If you find yourself getting carried away in your thoughts, observe where your mind went off to, without judging, and simply return to your breathing. Remember not to be hard on yourself if this happens.
As the time comes to a close, sit for a minute or two, becoming aware of where you are. Get up gradually.
Method 2: Relaxation Response
Find a quiet place and sit in a comfortable position. Try to relax your muscles.

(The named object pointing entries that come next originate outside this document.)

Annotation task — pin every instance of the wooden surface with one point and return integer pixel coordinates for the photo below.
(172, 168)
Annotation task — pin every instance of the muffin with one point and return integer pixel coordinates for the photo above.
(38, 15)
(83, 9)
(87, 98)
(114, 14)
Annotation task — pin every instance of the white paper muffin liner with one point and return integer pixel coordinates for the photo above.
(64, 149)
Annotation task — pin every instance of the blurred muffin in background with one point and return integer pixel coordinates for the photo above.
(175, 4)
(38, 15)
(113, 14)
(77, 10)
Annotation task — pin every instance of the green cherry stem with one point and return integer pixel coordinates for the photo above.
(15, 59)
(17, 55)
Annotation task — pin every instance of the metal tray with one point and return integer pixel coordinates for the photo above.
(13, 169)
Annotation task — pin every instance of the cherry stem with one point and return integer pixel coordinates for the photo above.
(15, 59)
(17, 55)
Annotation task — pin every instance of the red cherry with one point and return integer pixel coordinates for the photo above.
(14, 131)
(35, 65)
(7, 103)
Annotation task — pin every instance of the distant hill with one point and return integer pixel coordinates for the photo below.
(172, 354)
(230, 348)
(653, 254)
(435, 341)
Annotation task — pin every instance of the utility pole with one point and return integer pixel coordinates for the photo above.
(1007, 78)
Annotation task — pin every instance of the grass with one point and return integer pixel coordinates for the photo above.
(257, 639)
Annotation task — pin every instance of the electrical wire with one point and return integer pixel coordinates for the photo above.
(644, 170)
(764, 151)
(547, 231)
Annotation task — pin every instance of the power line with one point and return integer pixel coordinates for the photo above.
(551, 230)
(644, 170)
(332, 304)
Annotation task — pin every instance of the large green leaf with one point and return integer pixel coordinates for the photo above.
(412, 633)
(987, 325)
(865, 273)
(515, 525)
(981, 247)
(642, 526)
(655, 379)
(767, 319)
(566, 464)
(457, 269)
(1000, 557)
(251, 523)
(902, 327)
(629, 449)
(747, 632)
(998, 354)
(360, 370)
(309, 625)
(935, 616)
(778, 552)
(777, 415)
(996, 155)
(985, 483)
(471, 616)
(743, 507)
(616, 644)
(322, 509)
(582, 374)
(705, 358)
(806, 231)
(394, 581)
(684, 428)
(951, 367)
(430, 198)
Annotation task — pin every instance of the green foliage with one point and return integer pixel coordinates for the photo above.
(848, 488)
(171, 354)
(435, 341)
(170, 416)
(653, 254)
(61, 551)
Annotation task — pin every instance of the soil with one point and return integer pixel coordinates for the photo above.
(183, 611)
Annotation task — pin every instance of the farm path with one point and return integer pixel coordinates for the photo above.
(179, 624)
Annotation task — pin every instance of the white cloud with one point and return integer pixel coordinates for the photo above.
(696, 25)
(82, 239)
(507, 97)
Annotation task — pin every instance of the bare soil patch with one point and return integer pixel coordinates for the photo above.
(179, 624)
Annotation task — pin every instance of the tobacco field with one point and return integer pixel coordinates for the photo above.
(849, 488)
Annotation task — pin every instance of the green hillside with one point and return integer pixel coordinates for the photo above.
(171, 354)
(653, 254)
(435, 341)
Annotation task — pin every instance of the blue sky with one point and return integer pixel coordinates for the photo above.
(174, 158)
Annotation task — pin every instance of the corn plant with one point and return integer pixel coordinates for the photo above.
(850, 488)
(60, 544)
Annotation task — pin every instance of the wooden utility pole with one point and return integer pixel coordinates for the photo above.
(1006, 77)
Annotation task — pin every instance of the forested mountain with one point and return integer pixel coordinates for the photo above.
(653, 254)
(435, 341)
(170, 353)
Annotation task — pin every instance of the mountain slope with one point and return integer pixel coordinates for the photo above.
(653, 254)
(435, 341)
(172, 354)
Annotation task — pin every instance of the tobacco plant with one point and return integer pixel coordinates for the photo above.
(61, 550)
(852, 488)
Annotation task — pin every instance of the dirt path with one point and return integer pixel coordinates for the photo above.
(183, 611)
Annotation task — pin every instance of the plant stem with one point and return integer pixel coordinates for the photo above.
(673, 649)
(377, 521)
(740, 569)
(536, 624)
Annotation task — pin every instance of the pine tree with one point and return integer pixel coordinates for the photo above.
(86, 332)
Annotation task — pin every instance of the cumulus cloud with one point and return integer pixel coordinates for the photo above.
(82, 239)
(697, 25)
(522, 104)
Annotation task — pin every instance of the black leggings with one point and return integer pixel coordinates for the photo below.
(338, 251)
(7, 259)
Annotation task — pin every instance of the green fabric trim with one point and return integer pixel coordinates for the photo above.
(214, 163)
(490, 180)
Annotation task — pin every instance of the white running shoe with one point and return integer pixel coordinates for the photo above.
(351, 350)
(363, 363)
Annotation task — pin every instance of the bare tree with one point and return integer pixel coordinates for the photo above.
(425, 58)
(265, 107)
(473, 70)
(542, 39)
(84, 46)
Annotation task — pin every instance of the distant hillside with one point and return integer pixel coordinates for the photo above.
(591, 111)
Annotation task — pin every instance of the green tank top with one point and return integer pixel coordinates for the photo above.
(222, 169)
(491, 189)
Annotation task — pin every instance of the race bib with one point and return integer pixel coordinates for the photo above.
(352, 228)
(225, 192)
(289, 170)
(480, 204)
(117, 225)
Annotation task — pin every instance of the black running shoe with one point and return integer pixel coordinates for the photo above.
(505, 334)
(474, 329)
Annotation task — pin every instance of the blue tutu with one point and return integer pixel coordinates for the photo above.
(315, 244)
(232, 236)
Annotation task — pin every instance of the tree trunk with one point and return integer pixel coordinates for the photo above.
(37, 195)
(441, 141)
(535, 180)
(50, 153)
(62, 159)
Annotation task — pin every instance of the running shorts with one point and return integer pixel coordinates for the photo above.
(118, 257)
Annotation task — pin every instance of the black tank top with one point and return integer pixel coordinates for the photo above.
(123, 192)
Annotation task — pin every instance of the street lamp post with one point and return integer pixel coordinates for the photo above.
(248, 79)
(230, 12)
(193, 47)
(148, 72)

Choose a word or phrase that has special meaning to you and makes you feel peaceful. Or you can try the words "Ham Sah", a Sanskrit mantra meaning "I am that".
As you breathe in, slowly produce the sound "hammm" as if you are sinking into a hot bath. As you exhale, slowly produce to sound "saah", which should feel like a sigh.
Breathe slowly and naturally. Inhale through your nose and pause for a few seconds. Exhale through your mouth, again pausing for a few seconds.
Don't worry about how well you are doing and don't feel bad if thoughts or feelings intrude. Simply say to yourself "Oh well" and return to your repetition.
As the time comes to a close, continue to be aware of your breathing but sit quietly. Becoming aware of where you are, slowly open your eyes and get up gradually.